Hening mencekam menemani Narel yang harus berakhir di ruang kedisiplinan. Di hadapan seorang guru kedisiplinan paling mengerikan yang pernah ada. Ini pertama kalinya Narel berakhir di sini dan ia tak tahu hadiah apa yang akan diberikan Pak Abdul kepadanya.

Hela napas berat Pak Abdul terdengar nyaring dan Narel tak ingin repot-repot melihat wajah Pak Abdul di hadapan.

"Kenapa kamu terlambat, Narel?" gema suara Pak Abdul terdengar.

"Maaf, Pak. Kakek saya baru datang, jadi saya diminta menemani sarapan beliau, Pak,"

Gelenyar ngilu ia tekan dalam-dalam. Menemani katanya, Narel bahkan diperlakukan buruk, bukannya menemani. Sedang di hadapannya, Pak Abdul menghela napas bersama tarik senyum di wajah menuanya.

"Kamu memang teladan, Nak. Baiklah. Tapi maaf peraturan tetap peraturan, jadi sekarang bantu Bu Nina mengurus perpustakaan, ya,"
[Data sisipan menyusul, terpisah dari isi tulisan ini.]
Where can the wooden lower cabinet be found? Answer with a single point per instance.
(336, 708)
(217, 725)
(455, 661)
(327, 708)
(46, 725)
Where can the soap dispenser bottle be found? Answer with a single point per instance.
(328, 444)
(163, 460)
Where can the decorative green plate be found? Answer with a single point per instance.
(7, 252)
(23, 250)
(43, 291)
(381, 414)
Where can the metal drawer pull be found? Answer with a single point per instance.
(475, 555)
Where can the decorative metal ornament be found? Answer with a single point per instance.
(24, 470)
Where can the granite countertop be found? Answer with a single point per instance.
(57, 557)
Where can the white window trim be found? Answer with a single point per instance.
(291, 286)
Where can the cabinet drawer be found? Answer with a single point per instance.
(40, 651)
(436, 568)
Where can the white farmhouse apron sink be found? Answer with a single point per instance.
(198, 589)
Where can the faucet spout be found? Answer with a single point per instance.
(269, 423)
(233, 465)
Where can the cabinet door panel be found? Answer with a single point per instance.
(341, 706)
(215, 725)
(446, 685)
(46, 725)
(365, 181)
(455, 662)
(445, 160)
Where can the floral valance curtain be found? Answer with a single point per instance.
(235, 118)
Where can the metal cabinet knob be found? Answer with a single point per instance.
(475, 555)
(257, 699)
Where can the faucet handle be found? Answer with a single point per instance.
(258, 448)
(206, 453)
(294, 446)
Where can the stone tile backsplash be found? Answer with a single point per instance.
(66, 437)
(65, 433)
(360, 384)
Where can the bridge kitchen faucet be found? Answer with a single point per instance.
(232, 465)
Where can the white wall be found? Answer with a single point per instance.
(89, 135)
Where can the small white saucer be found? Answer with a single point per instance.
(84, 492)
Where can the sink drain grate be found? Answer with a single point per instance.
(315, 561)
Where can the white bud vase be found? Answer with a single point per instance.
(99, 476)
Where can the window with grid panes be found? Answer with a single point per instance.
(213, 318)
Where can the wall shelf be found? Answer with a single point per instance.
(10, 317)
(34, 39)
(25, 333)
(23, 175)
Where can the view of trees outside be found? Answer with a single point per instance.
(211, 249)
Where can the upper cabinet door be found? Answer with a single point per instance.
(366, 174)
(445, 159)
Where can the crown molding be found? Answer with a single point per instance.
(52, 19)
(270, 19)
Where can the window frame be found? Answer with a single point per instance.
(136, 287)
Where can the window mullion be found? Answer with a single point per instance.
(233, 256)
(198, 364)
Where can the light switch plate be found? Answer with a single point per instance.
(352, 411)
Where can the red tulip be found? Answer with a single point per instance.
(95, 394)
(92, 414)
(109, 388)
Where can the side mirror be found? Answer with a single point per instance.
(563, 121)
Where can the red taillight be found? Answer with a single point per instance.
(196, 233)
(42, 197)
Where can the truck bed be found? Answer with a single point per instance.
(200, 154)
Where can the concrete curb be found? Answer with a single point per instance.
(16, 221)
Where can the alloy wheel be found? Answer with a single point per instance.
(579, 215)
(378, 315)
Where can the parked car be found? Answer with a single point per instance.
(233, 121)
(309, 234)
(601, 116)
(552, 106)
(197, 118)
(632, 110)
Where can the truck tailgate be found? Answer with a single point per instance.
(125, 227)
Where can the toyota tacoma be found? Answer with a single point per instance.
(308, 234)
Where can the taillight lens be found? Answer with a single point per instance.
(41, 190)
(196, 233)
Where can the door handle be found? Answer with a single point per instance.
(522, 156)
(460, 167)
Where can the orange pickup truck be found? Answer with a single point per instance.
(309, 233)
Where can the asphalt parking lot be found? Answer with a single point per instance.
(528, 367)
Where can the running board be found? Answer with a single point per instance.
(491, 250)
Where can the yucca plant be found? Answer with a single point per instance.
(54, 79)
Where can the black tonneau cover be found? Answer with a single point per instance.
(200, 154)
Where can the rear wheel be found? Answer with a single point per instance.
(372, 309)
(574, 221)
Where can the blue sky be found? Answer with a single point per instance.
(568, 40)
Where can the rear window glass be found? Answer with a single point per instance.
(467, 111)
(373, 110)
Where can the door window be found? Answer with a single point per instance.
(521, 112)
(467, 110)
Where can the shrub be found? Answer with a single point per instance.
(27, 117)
Narel mendongak kaku. Mengernyit tipis ketika menyadari guru semengerikan Pak Abdul tidak melayangkan amarah pada murid yang terlambat. Hingga Narel ikut menarik senyum dan mengangguk patuh untuk kemudian beranjak dari sana.

"Baik, Pak. Terimakasih banyak,"

Benar, Narel diterima orang lain namun ia bahkan ditolak keluarganya sendiri. Semua orang memperlakukannya dengan baik namun ia harus menerima perlakuan buruk keluarganya sendiri.

.

.

.

Narel berteman baik dengan hening. Ia bahkan menikmati waktunya ketika ia dihukum untuk ikut mengurus perpustakaan. Bu Nina tersenyum lembut sembari menyodorkan sebotol air mineral pada Narel yang suda jg membantu banyak hari ini.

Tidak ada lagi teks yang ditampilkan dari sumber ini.